Scotland has a strong sporting tradition and can lay claim to the invention of a number of the most popular sports played around the world today including golf, rugby and tennis.
In 2014, Glasgow hosts the 20th Commonwealth Games. It's an exciting time for sport in Scotland, whether you're a spectator or a participant.
Scotland has a diverse landscape, great for running. There are many well know runs held in Scotland, from the World Cross Country Championships in Edinburgh to the Loch Ness Marathon, where runners compete alongside the shores of the world's most famous loch.
Scotland offers all sorts of challenges for runners thanks to its unique landscapes, whether you fancy running road or glen, we have it all. You can take part in the Edinburgh Marathon, the UK's fastest marathon, taking in the sights of the nation's capital. Or experience the beauty of the Outer Hebrides with the Barrathlon, the Isle of Barra half marathon, taking in stunning scenery of white beaches and clear blue waters. If that doesn't sound like a big enough challenge, then there is always The Mighty Deerstalker, a truly turbo-charged action-packed run, taking in hill and glen, where the Laird of the Tweed Valley welcomes you in and challenges you to the course that covers mountains and water.
Running in Scotland really does offer something for everyone, from jogging in Scotland's cities to trail races in the hills.
Scotland is the Home of Golf and when it comes to golf it's very simple.
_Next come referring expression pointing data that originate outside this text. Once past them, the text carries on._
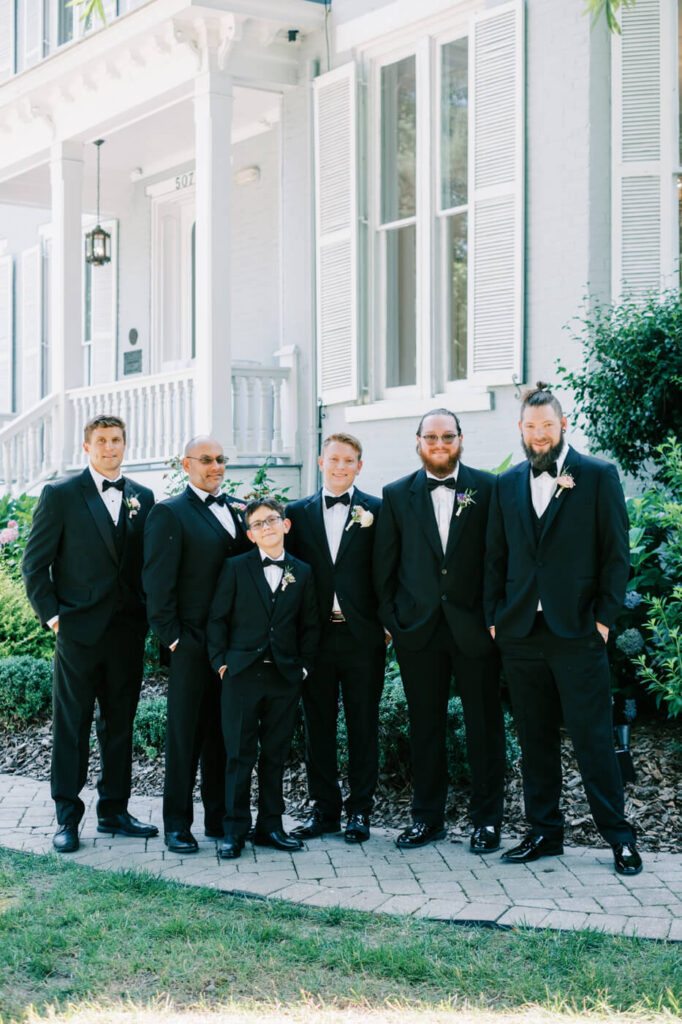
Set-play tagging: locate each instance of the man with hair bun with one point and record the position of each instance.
(557, 565)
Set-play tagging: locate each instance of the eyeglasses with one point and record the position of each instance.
(208, 460)
(434, 438)
(261, 523)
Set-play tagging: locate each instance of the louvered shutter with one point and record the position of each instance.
(496, 176)
(335, 101)
(32, 327)
(640, 203)
(103, 313)
(6, 335)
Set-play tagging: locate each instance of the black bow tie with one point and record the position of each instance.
(119, 484)
(331, 501)
(216, 500)
(539, 472)
(273, 561)
(450, 482)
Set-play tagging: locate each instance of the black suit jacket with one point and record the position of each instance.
(247, 620)
(350, 576)
(415, 581)
(579, 569)
(71, 566)
(184, 549)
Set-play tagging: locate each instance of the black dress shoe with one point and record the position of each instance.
(231, 847)
(533, 848)
(181, 842)
(66, 839)
(126, 824)
(357, 828)
(279, 840)
(626, 858)
(316, 825)
(419, 835)
(484, 839)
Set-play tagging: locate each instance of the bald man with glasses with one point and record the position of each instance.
(186, 541)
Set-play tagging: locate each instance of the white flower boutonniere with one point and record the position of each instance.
(132, 505)
(464, 500)
(361, 516)
(287, 579)
(564, 482)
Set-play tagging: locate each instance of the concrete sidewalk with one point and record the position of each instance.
(442, 881)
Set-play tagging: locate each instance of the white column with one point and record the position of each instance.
(66, 285)
(213, 121)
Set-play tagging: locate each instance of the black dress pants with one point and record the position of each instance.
(194, 737)
(110, 674)
(343, 665)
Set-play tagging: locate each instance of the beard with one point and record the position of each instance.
(543, 460)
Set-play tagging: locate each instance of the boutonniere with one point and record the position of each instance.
(464, 500)
(361, 516)
(132, 505)
(564, 482)
(287, 578)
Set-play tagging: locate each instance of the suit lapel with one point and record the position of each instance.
(98, 512)
(424, 514)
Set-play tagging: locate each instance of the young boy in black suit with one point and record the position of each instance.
(262, 637)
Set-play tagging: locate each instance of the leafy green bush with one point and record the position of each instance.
(20, 633)
(26, 691)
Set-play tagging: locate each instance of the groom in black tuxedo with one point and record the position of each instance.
(334, 531)
(557, 565)
(186, 541)
(82, 569)
(428, 570)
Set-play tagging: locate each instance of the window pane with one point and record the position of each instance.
(398, 140)
(400, 306)
(457, 296)
(454, 123)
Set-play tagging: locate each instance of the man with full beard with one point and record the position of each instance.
(428, 569)
(557, 565)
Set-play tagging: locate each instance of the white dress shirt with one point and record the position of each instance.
(443, 504)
As Jack Nicklaus once put it, 'Scotland is golf'! With over 550 courses to choose from it's not difficult to understand why the sport has become somewhat of a national obsession. For the golf enthusiast this offers more courses than days in the year to play them. Perhaps of most renown though are Scotland's illustrious links courses - the Old Course at St Andrews, Royal Troon, Carnoustie, Muirfield and Turnberry - which regularly play host to the British Open, and have produced some of the most memorable and awe-inspiring golfing moments. Wherever you decide to play, a round of golf in Scotland will undoubtedly become a treasured memory.
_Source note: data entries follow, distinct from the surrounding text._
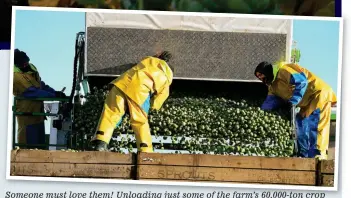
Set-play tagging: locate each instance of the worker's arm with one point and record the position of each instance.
(47, 87)
(299, 81)
(271, 102)
(159, 98)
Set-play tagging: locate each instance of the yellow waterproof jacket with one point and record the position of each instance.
(296, 85)
(152, 76)
(29, 84)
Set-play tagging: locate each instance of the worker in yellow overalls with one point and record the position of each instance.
(27, 83)
(144, 86)
(288, 82)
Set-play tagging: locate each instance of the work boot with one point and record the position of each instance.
(99, 145)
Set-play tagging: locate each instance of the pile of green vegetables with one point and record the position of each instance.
(198, 123)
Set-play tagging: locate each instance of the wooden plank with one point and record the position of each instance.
(327, 180)
(327, 166)
(85, 157)
(227, 161)
(72, 170)
(225, 174)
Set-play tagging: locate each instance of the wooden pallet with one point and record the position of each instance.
(326, 173)
(72, 164)
(238, 169)
(176, 167)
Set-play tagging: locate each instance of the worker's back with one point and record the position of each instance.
(149, 76)
(283, 79)
(21, 82)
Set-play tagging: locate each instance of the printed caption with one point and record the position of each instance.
(149, 194)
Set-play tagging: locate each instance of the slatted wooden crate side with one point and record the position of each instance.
(216, 168)
(41, 163)
(202, 160)
(73, 170)
(327, 166)
(215, 174)
(326, 171)
(86, 157)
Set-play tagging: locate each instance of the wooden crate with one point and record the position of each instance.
(326, 173)
(92, 164)
(236, 169)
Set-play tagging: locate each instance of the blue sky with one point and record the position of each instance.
(48, 37)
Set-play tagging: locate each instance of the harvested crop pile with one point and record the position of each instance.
(200, 124)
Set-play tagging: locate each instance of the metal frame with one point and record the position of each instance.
(15, 113)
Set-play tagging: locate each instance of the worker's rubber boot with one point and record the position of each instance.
(99, 145)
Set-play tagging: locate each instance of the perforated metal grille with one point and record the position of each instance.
(197, 54)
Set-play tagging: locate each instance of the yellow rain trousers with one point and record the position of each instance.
(31, 129)
(302, 88)
(142, 87)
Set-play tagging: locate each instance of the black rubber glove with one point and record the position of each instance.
(60, 94)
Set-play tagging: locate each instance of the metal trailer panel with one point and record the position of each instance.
(204, 48)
When the winter rolls around a host of sports get going as Scotland becomes a Mecca for an ever increasing number of skiers and snowboarders. Scotland's many mountain ranges – from the Cairngorms to Glenshee and Glencoe – offer some of the most exhilarating winter climbing in the world, and the best skiing facilities in the UK. For something a little less challenging, remember that serious hill walkers say that you haven't really walked in Scotland until you've experienced the mountains in winter...
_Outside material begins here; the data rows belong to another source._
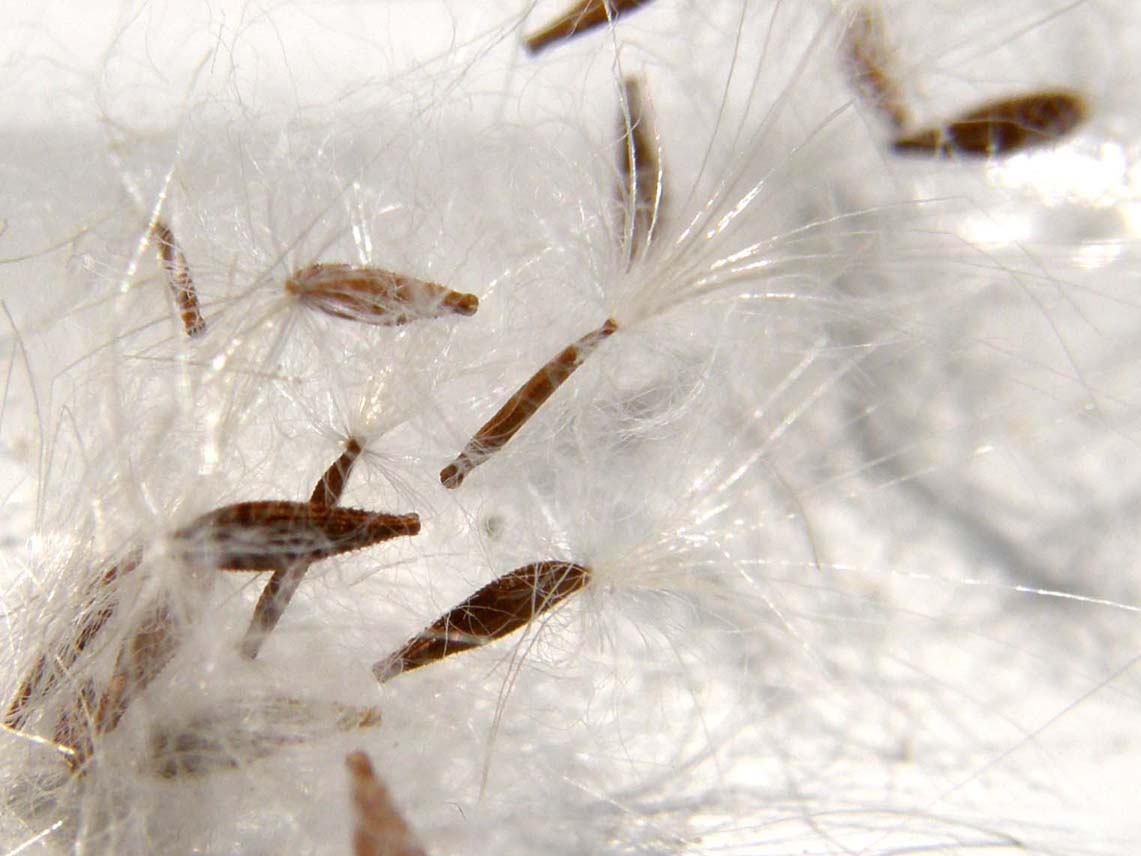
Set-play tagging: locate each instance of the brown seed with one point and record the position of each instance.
(143, 656)
(499, 608)
(42, 677)
(868, 63)
(273, 535)
(73, 726)
(379, 829)
(1002, 127)
(328, 491)
(580, 18)
(639, 193)
(373, 296)
(178, 275)
(284, 582)
(523, 404)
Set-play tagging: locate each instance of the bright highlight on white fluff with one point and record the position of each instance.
(855, 477)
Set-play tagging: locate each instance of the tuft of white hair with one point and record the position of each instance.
(856, 478)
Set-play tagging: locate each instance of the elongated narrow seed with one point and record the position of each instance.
(42, 676)
(379, 829)
(178, 275)
(139, 661)
(73, 726)
(639, 193)
(582, 17)
(284, 582)
(373, 296)
(1002, 127)
(499, 608)
(272, 535)
(329, 490)
(523, 404)
(868, 66)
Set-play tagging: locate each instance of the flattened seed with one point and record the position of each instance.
(270, 535)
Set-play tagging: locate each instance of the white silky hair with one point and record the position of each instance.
(856, 477)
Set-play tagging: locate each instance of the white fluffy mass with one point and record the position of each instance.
(857, 478)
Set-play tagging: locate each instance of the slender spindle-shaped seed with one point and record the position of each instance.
(582, 17)
(284, 582)
(1002, 127)
(73, 726)
(143, 656)
(379, 830)
(329, 489)
(499, 608)
(178, 275)
(272, 534)
(523, 404)
(43, 675)
(639, 192)
(373, 296)
(868, 63)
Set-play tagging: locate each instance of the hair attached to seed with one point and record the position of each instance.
(584, 16)
(1002, 127)
(97, 611)
(523, 405)
(499, 608)
(178, 275)
(275, 534)
(639, 192)
(379, 830)
(373, 296)
(284, 582)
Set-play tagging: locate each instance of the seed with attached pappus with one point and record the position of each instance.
(373, 296)
(269, 535)
(499, 608)
(523, 404)
(1002, 127)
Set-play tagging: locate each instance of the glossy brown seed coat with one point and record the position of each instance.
(329, 489)
(523, 404)
(639, 164)
(178, 274)
(284, 582)
(499, 608)
(373, 296)
(273, 535)
(42, 677)
(868, 63)
(580, 18)
(379, 829)
(143, 656)
(1002, 127)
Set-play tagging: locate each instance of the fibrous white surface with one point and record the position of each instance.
(857, 477)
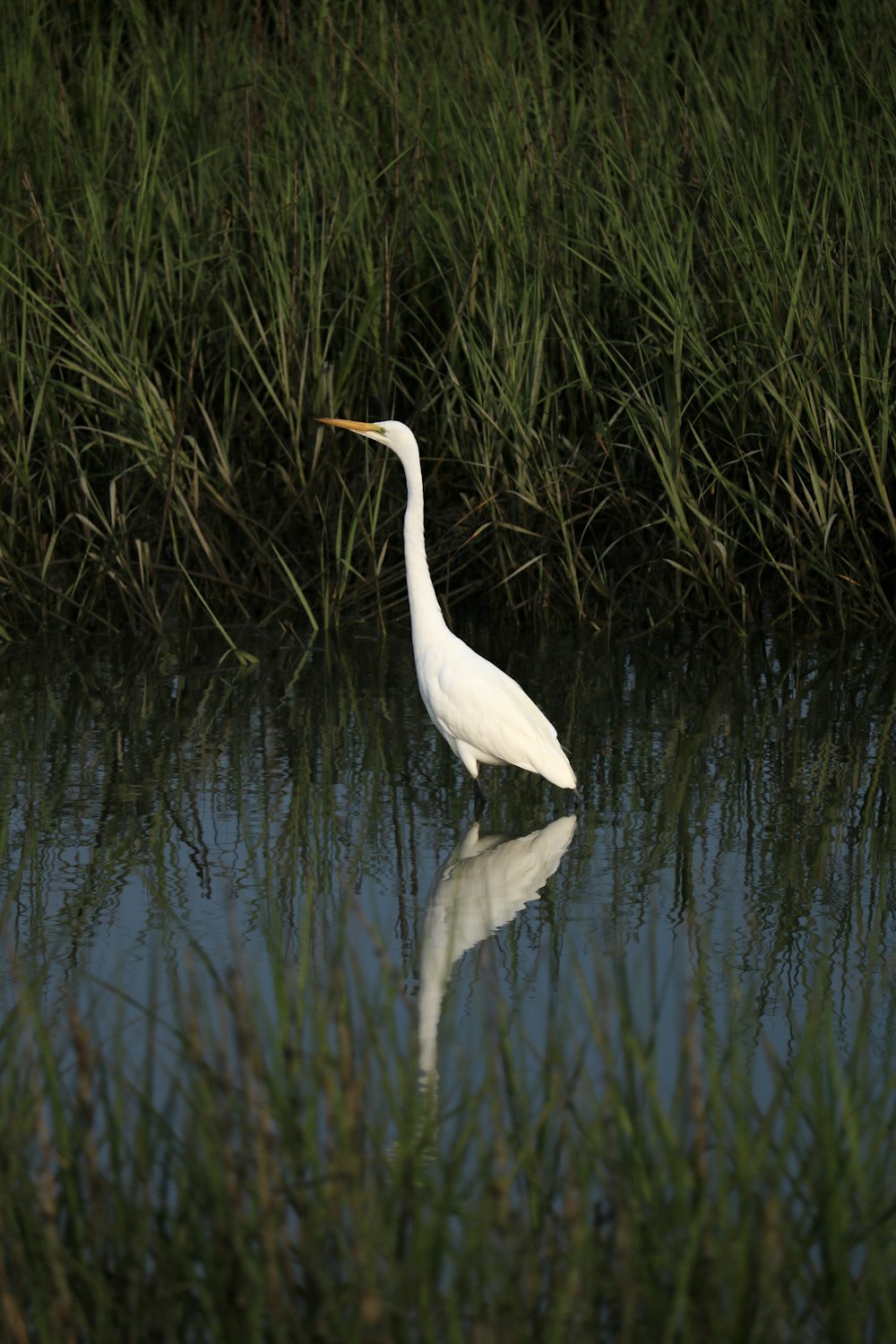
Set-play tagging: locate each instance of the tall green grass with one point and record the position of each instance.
(629, 276)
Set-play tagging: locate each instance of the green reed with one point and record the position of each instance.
(627, 277)
(247, 1155)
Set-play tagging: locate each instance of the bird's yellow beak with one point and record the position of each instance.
(359, 426)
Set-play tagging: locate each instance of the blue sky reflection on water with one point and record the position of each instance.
(735, 847)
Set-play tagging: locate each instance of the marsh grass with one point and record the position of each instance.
(244, 1153)
(630, 277)
(265, 1168)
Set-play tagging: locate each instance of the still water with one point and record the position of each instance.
(163, 808)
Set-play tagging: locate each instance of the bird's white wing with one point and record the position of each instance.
(473, 702)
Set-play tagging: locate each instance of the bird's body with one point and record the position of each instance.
(484, 715)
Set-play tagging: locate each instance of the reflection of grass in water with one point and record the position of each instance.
(627, 274)
(282, 1182)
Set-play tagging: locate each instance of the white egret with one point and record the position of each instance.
(484, 715)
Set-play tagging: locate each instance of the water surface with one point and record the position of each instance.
(163, 806)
With over 6,000 lochs and lakes and 6,200 miles of coastline, it's small wonder that watersports enthusiasts are flocking to Scotland: canoeing, kayaking, surfing, diving and sailing are all catered for. The Tiree Wave Classic is now a key event fixture for windsurfing, with hundreds of pro-windsurfers descending on the island to take part in the week-long competition. The O'Neill Coldwater Classic is held ever year in Thurso, mainland's Scotland's most northerly town, where over a hundred of the world's best surfers compete in this ASP World Qualifying Series (WQS) event.
Away from the great outdoors you'll find that every city in Scotland has sports centres and gyms catering for every conceivable sporting activity, with great coaching and competition opportunities in a variety of sports. Scotland even has its own Tennis Academy at Gannochy Tennis Centre, based at Stirling University. Small wonder we're producing international sports stars of the caliber of Andy Murray.
There are also the more traditional sporting pursuits. People from all walks of life enjoy our unparalleled shooting and fishing. Today, over a century later, the Highlands are still the world's number one destination for these activities, while other Scottish traditions like bagpiping, Highland dancing, caber-throwing and the tug-o-war find their ultimate expression in the Highland Games, which are held at various locations across Scotland throughout the summer months.